Vendor Evaluation Framework
Create scorecard for major vendors. Weight categories by organizational priorities.
| Criteria | Weight | AWS | Lambda | RunPod | CoreWeave |
|---|---|---|---|---|---|
| GPU Availability | 25% | 8 | 7 | 6 | 8 |
| Pricing | 20% | 5 | 7 | 9 | 8 |
| Support Quality | 20% | 8 | 9 | 6 | 7 |
| Ecosystem Integration | 15% | 10 | 5 | 4 | 5 |
| Scalability | 15% | 10 | 7 | 6 | 7 |
| Security/Compliance | 5% | 10 | 7 | 5 | 6 |
Weighted score: AWS 8.1, Lambda 7.1, RunPod 6.2, CoreWeave 7.2
AWS wins on comprehensive features. Lambda and CoreWeave better on single dimensions. Scorecard reveals trade-offs.
GPU Selection Criteria
Matching hardware to workload essential. Wrong choice wastes budget.
For Inference:
- Throughput requirement: tokens/second
- Latency requirement: milliseconds
- Memory requirement: model size in GB
RTX 4090: 50-80 tokens/sec, $0.34/hour. Cost per million tokens: $8.50. A100: 150-200 tokens/sec, $1.39/hour. Cost per million tokens: $8.20. H100: 250-350 tokens/sec, $2.69/hour. Cost per million tokens: $9.60.
Cost-per-token similar across hardware for inference. Choose based on latency needs.
For Training:
- Model size: parameters and batch size
- Data size: GB to process
- Time constraints: absolute deadline
7B model: RTX 4090 sufficient, 10-20 hours training 13B model: 2x A100 recommended, 4-8 hours training 70B model: 8x A100 or 4x H100 minimum, 2-4 hours training
Training math: Need sufficient VRAM for model + gradients + optimizer state. Rough rule: VRAM needed = model_size × 4 for full precision, × 2 for 8-bit, × 1 for 4-bit.
Cost Modeling
Build detailed cost forecast for 3 years. Include hardware, networking, storage, personnel.
Year 1 budgets:
Small deployment (10 GPUs, inference focused):
- Compute: 10 GPUs × $2k/month = $240k/year
- Networking/storage: $50k/year
- Personnel (2 ML engineers): $400k/year
- Total: $690k/year
Medium deployment (100 GPUs, training + inference):
- Compute: 100 GPUs × $2k/month = $2.4M/year
- Networking/storage: $200k/year
- Personnel (6 ML engineers, 2 DevOps): $1.2M/year
- Total: $3.8M/year
Large deployment (1000 GPUs, multiple projects):
- Compute: 1000 GPUs × $1.5k/month = $18M/year
- Networking/storage: $1M/year
- Personnel (20+ ML/ops specialists): $3M/year
- Total: $22M/year
Compute dominates at small scale. Personnel becomes dominant at large scale.
Capacity Planning
Forecast demand growth to avoid undersizing or overprovisioning.

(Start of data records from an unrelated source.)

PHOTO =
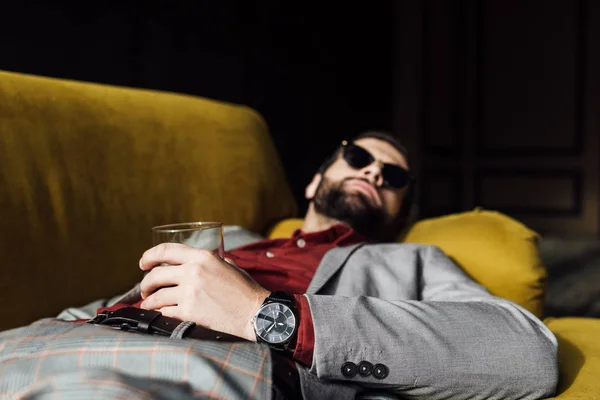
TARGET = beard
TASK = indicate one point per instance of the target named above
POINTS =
(354, 209)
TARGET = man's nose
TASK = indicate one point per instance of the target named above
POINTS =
(372, 173)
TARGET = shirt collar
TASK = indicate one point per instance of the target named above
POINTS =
(339, 235)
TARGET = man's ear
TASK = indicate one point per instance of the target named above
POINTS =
(311, 189)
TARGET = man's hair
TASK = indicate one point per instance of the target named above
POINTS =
(401, 221)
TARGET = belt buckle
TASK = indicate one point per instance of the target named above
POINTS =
(127, 319)
(115, 320)
(98, 319)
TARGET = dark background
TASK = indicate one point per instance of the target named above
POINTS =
(497, 100)
(318, 72)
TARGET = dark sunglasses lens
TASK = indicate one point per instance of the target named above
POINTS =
(357, 157)
(395, 176)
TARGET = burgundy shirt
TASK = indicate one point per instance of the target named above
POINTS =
(288, 265)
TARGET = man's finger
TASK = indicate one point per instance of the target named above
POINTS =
(172, 253)
(169, 275)
(163, 297)
(170, 311)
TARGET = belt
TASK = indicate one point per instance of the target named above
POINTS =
(286, 381)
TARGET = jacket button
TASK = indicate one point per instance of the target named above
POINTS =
(349, 369)
(365, 368)
(380, 371)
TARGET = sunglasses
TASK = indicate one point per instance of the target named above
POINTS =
(357, 157)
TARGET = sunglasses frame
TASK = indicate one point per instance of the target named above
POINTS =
(409, 178)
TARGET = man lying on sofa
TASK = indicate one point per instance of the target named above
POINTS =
(351, 312)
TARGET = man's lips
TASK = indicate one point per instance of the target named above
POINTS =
(365, 188)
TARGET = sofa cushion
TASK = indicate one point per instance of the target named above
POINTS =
(495, 250)
(86, 170)
(578, 355)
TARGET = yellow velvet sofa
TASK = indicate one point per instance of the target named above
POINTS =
(86, 170)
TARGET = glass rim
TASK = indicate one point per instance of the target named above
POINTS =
(186, 227)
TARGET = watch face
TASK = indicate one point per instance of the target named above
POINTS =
(275, 323)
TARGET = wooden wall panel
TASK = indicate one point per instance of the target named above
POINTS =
(530, 77)
(530, 192)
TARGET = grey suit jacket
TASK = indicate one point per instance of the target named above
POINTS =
(412, 310)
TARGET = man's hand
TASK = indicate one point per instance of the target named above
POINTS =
(199, 286)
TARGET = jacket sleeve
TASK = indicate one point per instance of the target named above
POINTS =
(457, 341)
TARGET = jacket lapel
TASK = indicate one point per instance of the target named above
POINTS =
(333, 260)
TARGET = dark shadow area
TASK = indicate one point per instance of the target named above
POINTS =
(571, 360)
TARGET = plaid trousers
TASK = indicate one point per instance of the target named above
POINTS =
(57, 359)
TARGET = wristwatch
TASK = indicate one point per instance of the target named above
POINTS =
(275, 322)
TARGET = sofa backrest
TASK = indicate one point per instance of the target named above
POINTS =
(86, 170)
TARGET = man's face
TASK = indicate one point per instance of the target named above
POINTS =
(359, 197)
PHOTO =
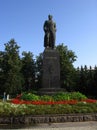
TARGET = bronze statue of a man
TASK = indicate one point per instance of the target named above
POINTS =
(50, 32)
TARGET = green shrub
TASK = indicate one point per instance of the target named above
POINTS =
(61, 96)
(30, 96)
(77, 96)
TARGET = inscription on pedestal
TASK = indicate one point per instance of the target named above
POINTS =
(51, 69)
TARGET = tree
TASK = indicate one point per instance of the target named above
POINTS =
(28, 70)
(67, 70)
(11, 68)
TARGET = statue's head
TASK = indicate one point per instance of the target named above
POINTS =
(50, 17)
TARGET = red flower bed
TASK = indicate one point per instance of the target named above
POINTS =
(17, 100)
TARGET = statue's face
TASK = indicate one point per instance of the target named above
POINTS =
(50, 17)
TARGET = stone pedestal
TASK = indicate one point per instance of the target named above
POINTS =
(51, 72)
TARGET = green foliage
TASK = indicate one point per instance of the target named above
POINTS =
(12, 79)
(28, 71)
(8, 109)
(69, 96)
(30, 96)
(77, 96)
(67, 58)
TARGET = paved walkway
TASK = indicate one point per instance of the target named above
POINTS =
(92, 125)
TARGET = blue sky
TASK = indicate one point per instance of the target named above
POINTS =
(76, 22)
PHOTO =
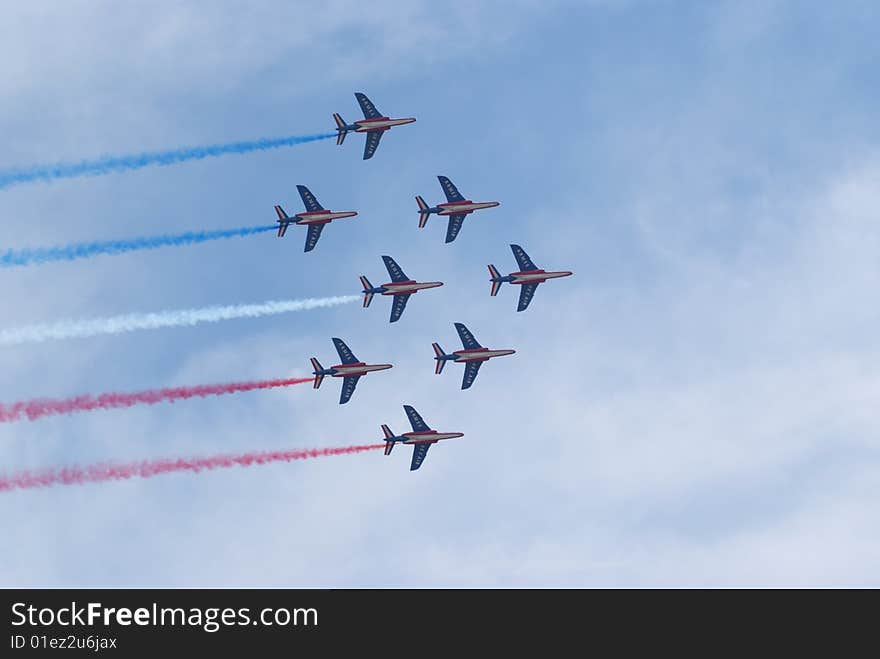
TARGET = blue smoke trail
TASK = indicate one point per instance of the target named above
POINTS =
(109, 164)
(30, 256)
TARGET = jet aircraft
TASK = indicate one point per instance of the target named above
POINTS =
(400, 286)
(456, 207)
(350, 370)
(373, 124)
(421, 437)
(472, 356)
(314, 217)
(529, 276)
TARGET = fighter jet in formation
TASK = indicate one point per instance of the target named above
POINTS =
(400, 286)
(472, 356)
(529, 276)
(373, 124)
(350, 370)
(456, 207)
(421, 437)
(314, 217)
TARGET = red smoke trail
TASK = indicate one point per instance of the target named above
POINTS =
(40, 407)
(99, 473)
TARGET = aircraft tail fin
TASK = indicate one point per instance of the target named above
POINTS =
(368, 296)
(423, 214)
(389, 445)
(438, 351)
(496, 277)
(340, 128)
(316, 365)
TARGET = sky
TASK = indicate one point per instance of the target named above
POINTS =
(696, 406)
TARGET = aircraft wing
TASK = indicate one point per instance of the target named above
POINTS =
(312, 236)
(455, 222)
(419, 453)
(522, 259)
(394, 270)
(369, 110)
(452, 193)
(467, 339)
(372, 143)
(348, 385)
(345, 353)
(415, 419)
(398, 306)
(525, 296)
(308, 198)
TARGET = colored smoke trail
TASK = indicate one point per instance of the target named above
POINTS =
(110, 164)
(38, 408)
(100, 473)
(29, 256)
(68, 329)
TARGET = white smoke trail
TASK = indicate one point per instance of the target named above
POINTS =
(69, 329)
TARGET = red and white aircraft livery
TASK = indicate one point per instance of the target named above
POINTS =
(373, 124)
(314, 217)
(350, 370)
(400, 286)
(456, 207)
(472, 356)
(529, 276)
(421, 437)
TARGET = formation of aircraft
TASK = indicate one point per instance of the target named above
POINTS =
(528, 276)
(400, 287)
(472, 356)
(373, 124)
(314, 217)
(421, 437)
(456, 207)
(351, 369)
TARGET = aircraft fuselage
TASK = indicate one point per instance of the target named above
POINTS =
(535, 276)
(465, 207)
(321, 217)
(378, 124)
(428, 436)
(408, 287)
(479, 354)
(347, 370)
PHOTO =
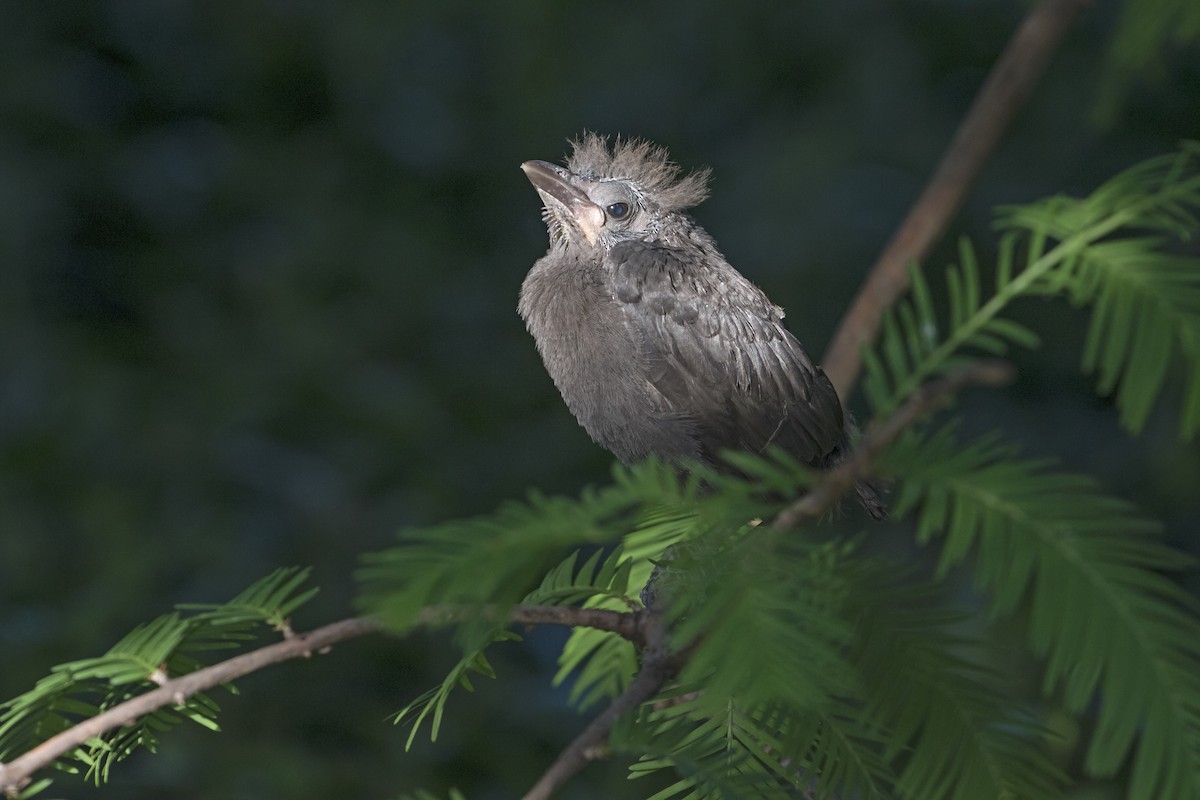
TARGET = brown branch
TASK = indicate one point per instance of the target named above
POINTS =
(1006, 89)
(16, 774)
(658, 665)
(839, 481)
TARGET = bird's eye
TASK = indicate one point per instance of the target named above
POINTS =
(618, 210)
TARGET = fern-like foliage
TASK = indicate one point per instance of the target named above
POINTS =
(167, 647)
(1107, 250)
(1089, 571)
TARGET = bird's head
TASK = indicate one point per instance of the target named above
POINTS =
(607, 194)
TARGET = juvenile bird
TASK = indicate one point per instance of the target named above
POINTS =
(657, 344)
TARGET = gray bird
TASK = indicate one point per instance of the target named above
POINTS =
(658, 346)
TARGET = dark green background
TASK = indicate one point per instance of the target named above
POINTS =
(259, 266)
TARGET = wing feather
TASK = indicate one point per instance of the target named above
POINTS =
(715, 352)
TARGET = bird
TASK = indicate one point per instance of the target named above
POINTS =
(658, 346)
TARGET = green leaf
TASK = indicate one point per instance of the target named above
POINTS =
(1089, 569)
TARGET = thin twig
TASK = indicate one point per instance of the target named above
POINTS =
(1007, 88)
(16, 774)
(840, 480)
(658, 665)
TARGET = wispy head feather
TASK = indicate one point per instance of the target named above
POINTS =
(642, 163)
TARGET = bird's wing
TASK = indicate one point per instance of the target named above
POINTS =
(715, 349)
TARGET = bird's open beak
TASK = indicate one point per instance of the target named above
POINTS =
(555, 187)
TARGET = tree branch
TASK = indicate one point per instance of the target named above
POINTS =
(658, 665)
(16, 774)
(1006, 89)
(839, 481)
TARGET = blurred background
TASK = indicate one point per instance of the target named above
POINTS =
(258, 276)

Conservative approach: Plan for current + 50% growth Aggressive approach: Plan for 3x growth Middle ground: Plan for current + 100% growth
Example:
- Current: 10M tokens/day inference = 2 RTX 4090s
- Conservative: 15M tokens/day = 3 RTX 4090s
- Aggressive: 30M tokens/day = 6 RTX 4090s
Conservative costs now, limits flexibility. Aggressive wastes money. Middle ground hedges uncertainty.
Risk Assessment
Vendor Concentration Risk: Risk: Single vendor supply disruption Mitigation: Multi-cloud strategy. 70% primary, 30% backup Cost: 10-20% premium for redundancy
Technology Obsolescence: Risk: New GPUs make current hardware obsolete Mitigation: Hardware leasing vs. buying. Refresh cycle 18-24 months. Cost: 30-50% more than buying, but transfers risk to vendor
Demand Uncertainty: Risk: Demand for AI services doesn't materialize Mitigation: Spot instances reduce commitment. Autoscaling matches capacity to demand. Cost: 10% margin for flexibility
Talent Risk: Risk: Can't hire ML engineers to operate infrastructure Mitigation: Use managed services (reduce ops burden) or outsource training Cost: 30-50% premium for managed solutions, worth it if talent unavailable
Contract Negotiation
Standard contract terms:
Payment Options:
- Pay-as-developers-go: No discount, maximum flexibility
- Monthly commitment: 10-15% discount
- Annual commitment: 20-30% discount
- Multi-year: 30-50% discount
Reserve Capacity:
- Large spenders negotiate exclusive capacity
- Guaranteed availability (no oversubscription)
- Priority support
- Custom rate (often 40-60% below published price for major commits)
SLA Terms:
- Uptime SLA: 99.9% standard, 99.99% premium
- Support response time: 1 hour for critical (standard for production)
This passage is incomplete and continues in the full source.